Reputation: 616
I have a dataframe:
Name Segment Axis 1 2 3 4 5
0 Amazon 1 slope NaN 100 120 127 140
1 Amazon 1 x 0.0 1.0 2.0 3.0 4.0
2 Amazon 1 y 0.0 0.4 0.8 1.2 1.6
3 Amazon 2 slope NaN 50 57 58 59
4 Amazon 2 x 0.0 2.0 4.0 6.0 8.0
5 Amazon 2 y 0.0 1.0 2.0 3.0 4.0
df2:
Name Segment Optimal Cost
Amazon 1 115
Amazon 2 60
Netflix 1 100
Netflix 2 110
I am trying to compare the slope values in the axis column to the corresponding optimal cost values and extract the slope, x and y values.
The rule is: Find the last first slope value greater than its corresponding optimal cost
If there is no value greater than optimal cost, then report where slope is zero.

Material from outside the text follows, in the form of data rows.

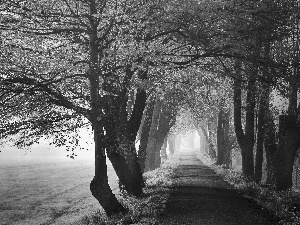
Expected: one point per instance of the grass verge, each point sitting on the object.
(147, 209)
(284, 204)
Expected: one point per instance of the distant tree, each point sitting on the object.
(66, 64)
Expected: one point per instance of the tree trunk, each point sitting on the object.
(223, 146)
(120, 137)
(263, 106)
(171, 142)
(145, 130)
(151, 145)
(245, 141)
(270, 148)
(164, 155)
(126, 166)
(160, 128)
(99, 185)
(204, 143)
(286, 151)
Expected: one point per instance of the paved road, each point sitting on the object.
(202, 197)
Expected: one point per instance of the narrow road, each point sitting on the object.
(202, 197)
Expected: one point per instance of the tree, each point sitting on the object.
(80, 60)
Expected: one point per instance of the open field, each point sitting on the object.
(50, 192)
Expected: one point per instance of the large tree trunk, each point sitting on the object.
(164, 155)
(245, 141)
(261, 123)
(120, 135)
(152, 139)
(204, 142)
(99, 185)
(171, 142)
(286, 151)
(223, 145)
(145, 130)
(160, 127)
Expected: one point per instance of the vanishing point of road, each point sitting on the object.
(200, 196)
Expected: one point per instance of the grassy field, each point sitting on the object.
(49, 192)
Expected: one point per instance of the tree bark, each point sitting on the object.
(223, 143)
(245, 141)
(261, 123)
(288, 144)
(151, 145)
(171, 142)
(99, 185)
(204, 142)
(120, 137)
(164, 155)
(160, 127)
(145, 130)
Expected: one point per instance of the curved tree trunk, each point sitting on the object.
(261, 123)
(289, 142)
(171, 142)
(245, 140)
(99, 185)
(163, 120)
(145, 130)
(223, 143)
(152, 139)
(204, 143)
(270, 148)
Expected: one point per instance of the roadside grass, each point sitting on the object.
(284, 204)
(147, 209)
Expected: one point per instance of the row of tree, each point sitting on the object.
(129, 68)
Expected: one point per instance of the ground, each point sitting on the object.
(200, 196)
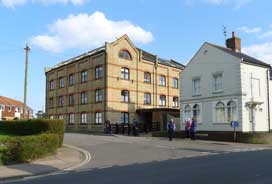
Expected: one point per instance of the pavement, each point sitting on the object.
(66, 158)
(122, 159)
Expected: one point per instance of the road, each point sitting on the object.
(153, 160)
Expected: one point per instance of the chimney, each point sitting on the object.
(234, 43)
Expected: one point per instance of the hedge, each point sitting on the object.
(32, 127)
(19, 149)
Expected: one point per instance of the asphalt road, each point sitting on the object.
(151, 160)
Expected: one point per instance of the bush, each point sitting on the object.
(26, 148)
(32, 127)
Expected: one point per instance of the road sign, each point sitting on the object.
(234, 124)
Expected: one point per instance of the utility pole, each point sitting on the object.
(27, 49)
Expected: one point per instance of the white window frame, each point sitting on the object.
(98, 95)
(125, 73)
(147, 98)
(84, 97)
(125, 96)
(218, 82)
(175, 83)
(162, 80)
(71, 120)
(125, 117)
(83, 118)
(98, 118)
(196, 86)
(163, 100)
(220, 110)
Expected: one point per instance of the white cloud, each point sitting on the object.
(260, 51)
(248, 30)
(236, 3)
(13, 3)
(87, 31)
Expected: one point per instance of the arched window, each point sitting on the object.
(196, 112)
(220, 112)
(232, 111)
(187, 112)
(124, 54)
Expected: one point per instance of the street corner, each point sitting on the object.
(67, 158)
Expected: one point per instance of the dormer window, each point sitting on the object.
(124, 54)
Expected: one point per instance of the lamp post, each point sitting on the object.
(27, 49)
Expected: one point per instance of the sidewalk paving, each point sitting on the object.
(64, 158)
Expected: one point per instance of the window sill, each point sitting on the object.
(196, 95)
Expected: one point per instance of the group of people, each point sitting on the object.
(190, 128)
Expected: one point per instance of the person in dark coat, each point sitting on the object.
(171, 127)
(116, 128)
(193, 129)
(135, 128)
(129, 129)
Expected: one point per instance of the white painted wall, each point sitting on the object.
(204, 64)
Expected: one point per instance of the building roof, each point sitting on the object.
(11, 102)
(150, 57)
(244, 58)
(146, 56)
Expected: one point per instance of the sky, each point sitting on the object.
(57, 30)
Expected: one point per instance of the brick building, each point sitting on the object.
(10, 109)
(116, 82)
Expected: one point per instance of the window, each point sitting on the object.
(220, 112)
(51, 103)
(124, 54)
(98, 72)
(84, 98)
(72, 80)
(61, 117)
(2, 108)
(147, 98)
(124, 117)
(196, 86)
(51, 85)
(124, 96)
(175, 102)
(232, 111)
(175, 83)
(84, 76)
(61, 101)
(61, 82)
(125, 73)
(162, 100)
(98, 95)
(196, 112)
(71, 99)
(98, 117)
(84, 118)
(162, 80)
(71, 119)
(147, 77)
(187, 112)
(217, 79)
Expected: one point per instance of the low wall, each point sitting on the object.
(252, 138)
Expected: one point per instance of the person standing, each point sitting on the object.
(187, 127)
(171, 127)
(193, 129)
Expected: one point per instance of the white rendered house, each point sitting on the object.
(220, 85)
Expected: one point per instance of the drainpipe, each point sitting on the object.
(268, 100)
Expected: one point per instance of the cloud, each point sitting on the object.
(13, 3)
(261, 51)
(85, 31)
(248, 30)
(236, 3)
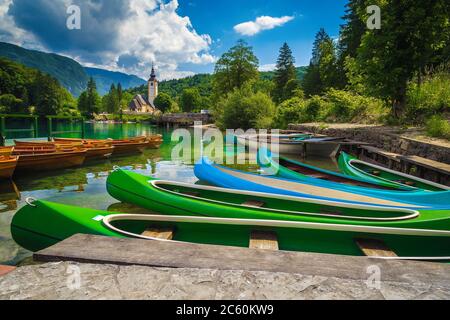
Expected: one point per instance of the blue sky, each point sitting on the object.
(218, 19)
(182, 37)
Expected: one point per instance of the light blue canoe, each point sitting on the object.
(221, 176)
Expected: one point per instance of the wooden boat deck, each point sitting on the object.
(105, 250)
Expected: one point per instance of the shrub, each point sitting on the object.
(290, 111)
(346, 106)
(438, 127)
(431, 97)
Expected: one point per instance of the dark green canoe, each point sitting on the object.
(391, 225)
(41, 224)
(369, 172)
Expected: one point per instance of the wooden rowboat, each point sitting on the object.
(6, 151)
(97, 150)
(7, 166)
(45, 158)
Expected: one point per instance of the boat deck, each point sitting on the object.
(115, 251)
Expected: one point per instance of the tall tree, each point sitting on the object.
(317, 79)
(89, 101)
(235, 68)
(190, 100)
(284, 73)
(413, 35)
(350, 36)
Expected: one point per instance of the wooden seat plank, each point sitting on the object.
(263, 240)
(375, 248)
(159, 233)
(426, 163)
(253, 203)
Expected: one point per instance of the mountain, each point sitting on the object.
(70, 74)
(105, 79)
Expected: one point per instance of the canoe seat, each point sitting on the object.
(191, 193)
(253, 203)
(263, 240)
(375, 248)
(159, 233)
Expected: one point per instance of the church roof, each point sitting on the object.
(139, 102)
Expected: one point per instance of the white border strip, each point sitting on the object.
(431, 183)
(411, 213)
(274, 224)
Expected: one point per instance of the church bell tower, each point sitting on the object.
(152, 87)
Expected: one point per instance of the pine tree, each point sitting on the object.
(313, 82)
(284, 73)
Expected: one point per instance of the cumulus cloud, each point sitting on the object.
(267, 67)
(121, 35)
(262, 23)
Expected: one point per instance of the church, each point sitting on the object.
(141, 104)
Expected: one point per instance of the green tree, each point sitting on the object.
(244, 109)
(235, 68)
(190, 100)
(89, 101)
(312, 82)
(163, 102)
(413, 35)
(285, 72)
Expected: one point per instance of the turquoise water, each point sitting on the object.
(86, 186)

If there are only values greater than optimal cost, then report highest y value
Expected output:
Name Segment slope x y
0 Amazon 1 120 2 0.8
1 Amazon 2 NaN 0 0
With help of @wwnde . Current code is
s=df.set_index(['Name' , 'Segment','Axis']).stack().unstack('Axis')
s=s.dropna(subset=["slope"]).sort_values("slope").reset_index(level=2, drop=True)
df3=pd.merge(s, df2, on=['Name', 'Segment'], how='left')
df3[df3['slope']>df3['Optimal_Cost']].groupby(['Name',
'Segment']).first().reset_index()
But this only returns values if it finds the last first slope value greater than its corresponding optimal cost.
Upvotes: 0
Views: 67
Reputation: 24322
Let's continue with @wwnde solution with some changes in it:
s=df.set_index(['Name','Segment','Axis']).stack().unstack(2)
s=s.sort_values("slope").reset_index(level=2, drop=True)
#In above code we don't have to drop nan
out=pd.merge(s, df2, on=['Name', 'Segment'], how='left')
cond=out['slope'].gt(out['Optimal Cost']) | out['slope'].isna()
#make changes in condition to include nan's
out=out[cond].groupby(['Name','Segment'],as_index=False).first().drop('Optimal Cost',1)
Output of out
:
Name Segment slope x y
0 Amazon 1 120.0 2.0 0.8
1 Amazon 2 NaN 0.0 0.0
Upvotes: 3